T3–THR Signaling Governed by DIO2 Contributes to Endometrial Receptivity by Regulating Epithelial Cell Membrane Fluidity

Abstract Maintaining normal thyroid function is crucial in pregnancy, and the thyroid hormone signaling pathway is involved in embryo implantation. However, the regulation of iodothyronine deiodinase 2 (DIO2), which is the central hub controlling thyroid hormone signaling, and the intracellular pathway activated by triiodothyronine (T3) binding to the thyroid hormone receptor (THR) in endometrial cells, remains unclear. Here, we demonstrate that DIO2 expression increases in endometrium during the establishment of endometrial receptivity and is involved in this process. Iopanoic acid inhibition of DIO2 in vivo can cause a delayed receptive state. In vitro adhesion models have consistently confirmed that knocking down DIO2 in epithelial cells inhibited receptivity establishment.

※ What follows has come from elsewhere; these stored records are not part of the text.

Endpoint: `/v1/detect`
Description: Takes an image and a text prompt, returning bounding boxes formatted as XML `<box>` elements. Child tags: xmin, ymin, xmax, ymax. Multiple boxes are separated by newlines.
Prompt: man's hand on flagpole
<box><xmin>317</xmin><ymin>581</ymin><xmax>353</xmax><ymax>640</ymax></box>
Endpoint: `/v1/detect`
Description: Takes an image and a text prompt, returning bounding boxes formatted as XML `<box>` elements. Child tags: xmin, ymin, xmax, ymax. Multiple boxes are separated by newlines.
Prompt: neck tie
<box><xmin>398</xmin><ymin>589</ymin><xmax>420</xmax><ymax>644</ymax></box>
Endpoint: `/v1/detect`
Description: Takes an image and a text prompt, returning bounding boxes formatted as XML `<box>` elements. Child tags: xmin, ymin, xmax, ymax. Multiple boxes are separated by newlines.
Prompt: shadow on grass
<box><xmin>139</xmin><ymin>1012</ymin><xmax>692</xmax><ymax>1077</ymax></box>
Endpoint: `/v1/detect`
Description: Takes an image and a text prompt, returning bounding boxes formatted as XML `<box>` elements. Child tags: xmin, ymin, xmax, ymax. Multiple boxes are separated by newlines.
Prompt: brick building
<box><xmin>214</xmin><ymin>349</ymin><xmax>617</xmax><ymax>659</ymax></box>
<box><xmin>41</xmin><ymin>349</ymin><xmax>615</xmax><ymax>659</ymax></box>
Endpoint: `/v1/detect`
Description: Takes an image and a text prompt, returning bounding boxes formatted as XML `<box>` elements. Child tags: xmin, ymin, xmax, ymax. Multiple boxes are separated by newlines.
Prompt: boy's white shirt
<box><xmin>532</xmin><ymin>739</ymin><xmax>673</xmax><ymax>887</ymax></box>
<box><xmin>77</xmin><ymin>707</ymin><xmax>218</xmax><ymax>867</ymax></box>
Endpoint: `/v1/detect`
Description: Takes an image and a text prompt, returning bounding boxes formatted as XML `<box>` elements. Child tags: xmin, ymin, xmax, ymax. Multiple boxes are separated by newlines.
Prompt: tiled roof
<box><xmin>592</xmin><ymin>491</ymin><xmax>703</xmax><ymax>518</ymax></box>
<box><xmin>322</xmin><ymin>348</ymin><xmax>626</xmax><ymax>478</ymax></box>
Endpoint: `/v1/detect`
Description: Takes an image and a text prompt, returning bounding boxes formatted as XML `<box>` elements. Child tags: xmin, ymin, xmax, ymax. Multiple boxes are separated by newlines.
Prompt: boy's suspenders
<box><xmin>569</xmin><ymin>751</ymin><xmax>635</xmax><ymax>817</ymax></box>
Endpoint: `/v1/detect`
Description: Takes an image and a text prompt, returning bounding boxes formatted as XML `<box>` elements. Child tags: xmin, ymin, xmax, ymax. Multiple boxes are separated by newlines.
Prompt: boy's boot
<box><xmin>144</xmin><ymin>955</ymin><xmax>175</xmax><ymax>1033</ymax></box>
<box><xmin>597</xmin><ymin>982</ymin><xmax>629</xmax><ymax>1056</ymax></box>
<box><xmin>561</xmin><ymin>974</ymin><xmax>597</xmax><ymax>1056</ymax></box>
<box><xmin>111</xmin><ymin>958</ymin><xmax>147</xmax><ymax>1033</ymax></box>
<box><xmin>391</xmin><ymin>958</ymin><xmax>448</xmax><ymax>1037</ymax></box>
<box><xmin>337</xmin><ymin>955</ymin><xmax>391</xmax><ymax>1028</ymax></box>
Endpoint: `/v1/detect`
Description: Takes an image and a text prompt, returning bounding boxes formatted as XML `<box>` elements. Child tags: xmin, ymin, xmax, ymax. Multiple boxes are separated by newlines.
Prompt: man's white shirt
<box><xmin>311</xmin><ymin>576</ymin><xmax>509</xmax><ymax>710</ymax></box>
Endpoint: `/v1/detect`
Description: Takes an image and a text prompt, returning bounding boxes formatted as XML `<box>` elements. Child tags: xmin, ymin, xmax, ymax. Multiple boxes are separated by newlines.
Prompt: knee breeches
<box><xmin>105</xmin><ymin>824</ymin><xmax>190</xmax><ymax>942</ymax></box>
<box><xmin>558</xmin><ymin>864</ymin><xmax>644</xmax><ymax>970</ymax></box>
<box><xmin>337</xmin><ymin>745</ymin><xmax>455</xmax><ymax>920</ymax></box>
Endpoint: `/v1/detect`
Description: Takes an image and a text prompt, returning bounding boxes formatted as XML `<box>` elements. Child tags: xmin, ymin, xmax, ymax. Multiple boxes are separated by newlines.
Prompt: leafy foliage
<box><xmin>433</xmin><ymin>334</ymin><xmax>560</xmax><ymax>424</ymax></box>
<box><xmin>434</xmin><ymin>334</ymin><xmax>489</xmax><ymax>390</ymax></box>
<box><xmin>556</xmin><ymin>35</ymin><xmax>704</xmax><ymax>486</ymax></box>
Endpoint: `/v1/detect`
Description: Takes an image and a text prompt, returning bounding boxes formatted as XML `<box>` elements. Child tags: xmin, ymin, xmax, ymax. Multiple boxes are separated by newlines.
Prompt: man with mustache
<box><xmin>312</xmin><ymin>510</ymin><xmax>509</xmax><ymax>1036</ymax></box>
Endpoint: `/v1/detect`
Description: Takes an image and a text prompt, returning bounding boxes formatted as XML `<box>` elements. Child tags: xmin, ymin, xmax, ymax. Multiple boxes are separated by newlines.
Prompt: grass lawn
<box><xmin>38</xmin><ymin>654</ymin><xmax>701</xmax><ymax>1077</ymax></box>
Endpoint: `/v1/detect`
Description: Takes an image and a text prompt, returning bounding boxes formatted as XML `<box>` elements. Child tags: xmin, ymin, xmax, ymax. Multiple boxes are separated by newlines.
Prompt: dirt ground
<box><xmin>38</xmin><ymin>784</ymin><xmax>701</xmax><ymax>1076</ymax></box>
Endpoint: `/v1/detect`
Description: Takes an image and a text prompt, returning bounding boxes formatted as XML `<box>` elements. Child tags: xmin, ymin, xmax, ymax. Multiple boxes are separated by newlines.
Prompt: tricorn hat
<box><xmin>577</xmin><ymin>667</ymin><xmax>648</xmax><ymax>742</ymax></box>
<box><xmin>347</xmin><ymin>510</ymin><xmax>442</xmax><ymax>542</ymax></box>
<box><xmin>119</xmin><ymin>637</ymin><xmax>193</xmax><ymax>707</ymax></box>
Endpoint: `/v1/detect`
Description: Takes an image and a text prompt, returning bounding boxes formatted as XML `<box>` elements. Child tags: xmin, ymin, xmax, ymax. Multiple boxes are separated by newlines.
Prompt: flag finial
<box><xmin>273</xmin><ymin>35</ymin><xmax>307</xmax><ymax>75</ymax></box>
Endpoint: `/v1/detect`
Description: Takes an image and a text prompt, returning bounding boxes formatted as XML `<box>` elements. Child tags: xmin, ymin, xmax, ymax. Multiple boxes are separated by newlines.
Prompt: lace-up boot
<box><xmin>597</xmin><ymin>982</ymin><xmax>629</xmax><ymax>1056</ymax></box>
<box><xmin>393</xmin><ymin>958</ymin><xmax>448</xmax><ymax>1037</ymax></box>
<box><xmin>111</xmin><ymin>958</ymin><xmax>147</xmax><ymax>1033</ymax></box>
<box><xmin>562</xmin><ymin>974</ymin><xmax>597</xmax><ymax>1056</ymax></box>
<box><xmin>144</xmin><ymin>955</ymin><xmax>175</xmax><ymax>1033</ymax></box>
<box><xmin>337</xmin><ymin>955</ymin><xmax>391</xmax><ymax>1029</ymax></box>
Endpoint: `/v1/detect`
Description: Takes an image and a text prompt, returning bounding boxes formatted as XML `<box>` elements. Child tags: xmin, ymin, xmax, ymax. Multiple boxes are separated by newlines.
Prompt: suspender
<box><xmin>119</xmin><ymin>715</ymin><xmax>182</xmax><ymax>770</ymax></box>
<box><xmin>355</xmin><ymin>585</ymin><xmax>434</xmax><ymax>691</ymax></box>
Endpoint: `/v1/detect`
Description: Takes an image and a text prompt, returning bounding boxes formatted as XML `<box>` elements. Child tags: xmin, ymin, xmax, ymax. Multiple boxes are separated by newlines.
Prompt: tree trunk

Membrane lipidomics was performed to explore how DIO2 regulates the morphological transformation of endometrial epithelial cells. We found that the deletion of Dio2 inhibited the increase in the degree of lipid unsaturation, which subsequently decreased membrane fluidity. Transcriptomics analysis was employed to explore the downstream target gene of T3–THR signaling mediated by Dio2-mediated T3–THR signaling, and Scd1 is confirmed as the direct target gene of THR in endometrial epithelial cells. These data reveal that DIO2 could regulate lipid metabolism by targeting Scd1 through the T3–THR signaling pathway, thereby modifying membrane fluidity of endometrial epithelial cells and promoting cell morphological transformation to establish endometrial receptivity. These findings contribute to filling the gap in downstream pathways activated by T3–THR signaling in endometrial cells and provide insights into the new therapeutics, prediagnosis, and preventive strategies for the derailment of endometrial receptivity and subsequently adverse “ripple effect” including infertility.